Pablo Neira Ayuso wrote:
> Patrick McHardy wrote:
>> Pablo Neira Ayuso wrote:
>>> Patrick McHardy wrote:
>>>> - NETLINK_NO_CONGESTION_CONTROL seems a bit more descriptive than
>>>>   "NO_ENOBUFS"
>>>>
>>>> - The ENOBUFS error itself is actually not the problem, but the
>>>>   congestion handling. It still makes sense to notify userspace
>>>>   of congestion. I'd suggest to deliver the error, but avoid setting
>>>>   the congestion bit.
>>> I thought about this choice but I see one problem with this. The ENOBUFS
>>> error is attached to the congestion control.
>> What do you mean by "attached to"? Congestion control is done by
>> setting and testing bit 0 of nlk->state.
> 
> Yes, but once we set that bit to 1, we stop sending ENOBUFS to
> userspace. So I think that congestion also applies to error reporting,
> with "attached to" I meant "related" :).

That's correct, there can only be a single outstanding error at any
time.

>>> If we keep reporting
>>> ENOBUFS errors to userspace with no congestion control, the listener may
>>> keep receiving ENOBUFS indefinitely. In other words, the congestion
>>> control seems to me like a way to avoid spamming ENOBUFS errors to
>>> userspace.
>> The error will be cleared by the next call to recvmsg().
> 
> Yes, but think about this scenario:
> 
> 1) We hit ENOBUFS, you call recvmsg() you get the error, and error is
> cleared.
> 2) You're going to call recvmsg() again but before doing so, we hit
> ENOBUFS again. So you call recvmsg() and you get the error again.
> 
> I think that this may lead to indefinitely getting ENOBUFS without
> retrieving data under very heavy load.

I'm not sure that this would be a bad thing under the circumstances
you describe. We drop packets, we notify userspace.

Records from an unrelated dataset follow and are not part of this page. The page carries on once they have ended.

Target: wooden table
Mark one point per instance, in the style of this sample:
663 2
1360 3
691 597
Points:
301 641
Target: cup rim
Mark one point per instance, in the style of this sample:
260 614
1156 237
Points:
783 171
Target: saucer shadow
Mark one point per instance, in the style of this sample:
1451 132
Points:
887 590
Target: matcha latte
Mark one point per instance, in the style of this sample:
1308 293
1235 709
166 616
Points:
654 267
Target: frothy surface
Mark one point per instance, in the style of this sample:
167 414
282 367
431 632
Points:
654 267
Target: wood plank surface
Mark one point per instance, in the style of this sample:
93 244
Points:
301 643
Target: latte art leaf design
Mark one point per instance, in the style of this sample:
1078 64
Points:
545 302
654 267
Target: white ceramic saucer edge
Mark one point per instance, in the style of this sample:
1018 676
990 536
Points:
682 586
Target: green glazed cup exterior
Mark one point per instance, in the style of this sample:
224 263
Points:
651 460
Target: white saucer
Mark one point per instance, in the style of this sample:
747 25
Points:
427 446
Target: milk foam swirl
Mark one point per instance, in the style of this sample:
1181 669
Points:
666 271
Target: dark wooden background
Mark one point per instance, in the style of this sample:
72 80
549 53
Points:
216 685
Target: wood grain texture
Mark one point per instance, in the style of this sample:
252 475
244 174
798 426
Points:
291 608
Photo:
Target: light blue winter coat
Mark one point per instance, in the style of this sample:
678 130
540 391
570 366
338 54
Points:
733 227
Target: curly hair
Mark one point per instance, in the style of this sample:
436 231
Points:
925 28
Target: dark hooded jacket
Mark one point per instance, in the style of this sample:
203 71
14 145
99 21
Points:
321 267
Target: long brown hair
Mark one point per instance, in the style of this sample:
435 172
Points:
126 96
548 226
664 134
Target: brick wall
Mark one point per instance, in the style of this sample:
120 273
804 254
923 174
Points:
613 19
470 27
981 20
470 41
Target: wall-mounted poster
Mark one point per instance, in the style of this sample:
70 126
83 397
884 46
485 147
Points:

I agree though that my proposed way isn't ideal either, since we can't
queue errors, they will be delivered sporadically (not reflecting the
true amount of dropped messages) and without stopping to queue new
messages, it can't be determined at which "position" the error occured.

But I think some notification or other way to notice whats happening
is needed for userspace, otherwise it can neither report not handle
this in any way.